Monday witnessed a global markets rally, fuelled by rising oil prices, Italy's softer tone in its budget standoff with Brussels and May's Brexit
agreement with the European Union.

"A strong, sharp move higher in global equities faded almost as quickly as
it occurred... in what is a clear sign of the growing sensitivity to this
(trade) matter heading into the G20 meetings later this week in Buenos Aires," noted David Cheetham, chief market analyst at traders XTB.

"Comments from US President Trump... that downplayed the chances of a US-UK trade deal after Brexit have no doubt not helped the pound's plight," Cheetham said, adding that further pressure was coming from May's struggle to have the Brexit deal approved by the UK parliament.

Elsewhere, traders are looking to see if China and the US will be able to
work out an agreement that brings them back from the brink of a tariffs row
that threatens to dent global growth.

In a paper published Tuesday, European Central Bank researchers said that while rising protectionism's impact on stocks and bonds has been "contained", a global trade war risks "strong financial market corrections".  

While the Trump-Xi meeting is the main event this week, investors are also
keeping an eye on speeches from top Federal Reserve officials including boss Jerome Powell, which could signal a softer pace of interest rate hikes.

Rising US borrowing costs -- fuelled by surging US growth -- have been a
major cause of concern for investors but recent comments from the central
banker appear to show a more dovish outlook for 2019 as the global economy slows.

As business got under way in Europe the pound dropped against the dollar and euro following Trump's comments about May's draft Brexit deal.

"Sounds like a great deal for the EU," he said at the White House Monday."You know, right now, if you look at the deal, they may not be able to trade with us, and that wouldn't be a good thing," he added.

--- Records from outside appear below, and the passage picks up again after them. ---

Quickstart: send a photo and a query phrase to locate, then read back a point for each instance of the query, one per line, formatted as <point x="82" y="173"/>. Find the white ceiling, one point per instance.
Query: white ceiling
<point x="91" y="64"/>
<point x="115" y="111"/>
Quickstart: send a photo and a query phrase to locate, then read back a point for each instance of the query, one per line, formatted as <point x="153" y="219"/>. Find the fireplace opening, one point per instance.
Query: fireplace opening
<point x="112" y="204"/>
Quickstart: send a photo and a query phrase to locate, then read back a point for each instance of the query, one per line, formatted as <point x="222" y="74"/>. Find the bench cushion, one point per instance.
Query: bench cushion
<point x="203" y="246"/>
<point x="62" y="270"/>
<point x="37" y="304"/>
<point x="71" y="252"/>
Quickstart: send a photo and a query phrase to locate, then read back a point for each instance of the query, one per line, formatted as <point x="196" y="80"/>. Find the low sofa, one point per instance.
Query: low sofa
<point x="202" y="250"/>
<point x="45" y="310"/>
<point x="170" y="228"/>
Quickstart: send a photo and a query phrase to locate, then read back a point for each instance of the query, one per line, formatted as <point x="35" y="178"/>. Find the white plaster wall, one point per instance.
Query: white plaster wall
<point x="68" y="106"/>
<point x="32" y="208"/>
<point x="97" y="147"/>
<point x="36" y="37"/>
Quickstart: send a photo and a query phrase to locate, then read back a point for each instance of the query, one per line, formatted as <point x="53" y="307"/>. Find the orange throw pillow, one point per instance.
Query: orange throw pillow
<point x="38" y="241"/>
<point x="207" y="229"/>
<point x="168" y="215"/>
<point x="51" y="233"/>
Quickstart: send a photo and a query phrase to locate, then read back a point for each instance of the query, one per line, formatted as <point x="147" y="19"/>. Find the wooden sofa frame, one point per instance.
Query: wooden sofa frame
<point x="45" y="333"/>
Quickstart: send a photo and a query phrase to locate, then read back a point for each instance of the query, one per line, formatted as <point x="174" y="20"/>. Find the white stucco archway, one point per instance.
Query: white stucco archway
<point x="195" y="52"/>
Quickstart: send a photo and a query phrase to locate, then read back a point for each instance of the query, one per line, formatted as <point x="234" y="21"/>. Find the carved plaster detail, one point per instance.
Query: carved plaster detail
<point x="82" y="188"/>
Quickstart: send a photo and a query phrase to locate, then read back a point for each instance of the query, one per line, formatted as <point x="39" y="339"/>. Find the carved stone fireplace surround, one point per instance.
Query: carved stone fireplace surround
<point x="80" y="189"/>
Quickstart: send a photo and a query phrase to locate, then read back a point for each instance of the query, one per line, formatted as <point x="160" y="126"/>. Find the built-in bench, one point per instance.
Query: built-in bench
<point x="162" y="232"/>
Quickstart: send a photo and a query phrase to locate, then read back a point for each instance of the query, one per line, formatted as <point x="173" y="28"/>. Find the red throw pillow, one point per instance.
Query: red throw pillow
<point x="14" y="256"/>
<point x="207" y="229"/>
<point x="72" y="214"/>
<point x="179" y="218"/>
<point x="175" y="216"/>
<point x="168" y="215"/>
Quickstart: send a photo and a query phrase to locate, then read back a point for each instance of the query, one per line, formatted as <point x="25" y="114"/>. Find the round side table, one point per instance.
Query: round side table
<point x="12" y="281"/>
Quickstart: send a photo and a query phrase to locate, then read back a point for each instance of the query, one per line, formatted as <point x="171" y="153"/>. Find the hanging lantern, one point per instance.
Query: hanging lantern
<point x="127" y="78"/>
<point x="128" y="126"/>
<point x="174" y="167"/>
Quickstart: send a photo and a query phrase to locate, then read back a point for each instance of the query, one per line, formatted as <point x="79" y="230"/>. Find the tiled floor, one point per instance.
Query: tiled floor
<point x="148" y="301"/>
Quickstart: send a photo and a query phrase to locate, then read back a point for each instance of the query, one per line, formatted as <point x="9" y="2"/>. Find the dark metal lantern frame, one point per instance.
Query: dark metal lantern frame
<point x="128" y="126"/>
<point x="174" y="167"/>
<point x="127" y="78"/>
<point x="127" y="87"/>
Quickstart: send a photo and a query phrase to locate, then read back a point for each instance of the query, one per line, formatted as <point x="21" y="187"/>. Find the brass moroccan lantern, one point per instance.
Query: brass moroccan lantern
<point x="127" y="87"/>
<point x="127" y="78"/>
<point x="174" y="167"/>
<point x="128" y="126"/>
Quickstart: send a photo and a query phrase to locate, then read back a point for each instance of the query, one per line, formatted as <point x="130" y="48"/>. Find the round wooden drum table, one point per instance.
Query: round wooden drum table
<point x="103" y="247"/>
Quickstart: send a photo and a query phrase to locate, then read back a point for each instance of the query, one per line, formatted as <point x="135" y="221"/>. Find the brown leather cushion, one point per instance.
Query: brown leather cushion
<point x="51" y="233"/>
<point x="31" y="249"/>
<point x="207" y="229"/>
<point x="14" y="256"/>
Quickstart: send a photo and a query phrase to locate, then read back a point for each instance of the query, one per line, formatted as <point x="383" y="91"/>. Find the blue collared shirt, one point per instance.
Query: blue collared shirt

On oil markets, both main contracts remained under pressure despite Monday's sharp rebound, with market-watchers waiting for next month's gathering of OPEC and non-OPEC members hoping they will announce a cut in output.

The commodity has been hammered since early October by a series of issues including the uncertain global outlook, the trade war, rising supplies, slowing demand and weakness in China.

As trade tensions begin to bite on the global economy, analysts are predicting slower growth into next year, meaning there would be less demand for oil.

"It has been our long-held view that slower global economic activity would be a factor weighing on oil demand in 2019 and that the market would move into surplus," London-based research consultancy Capital Economics said.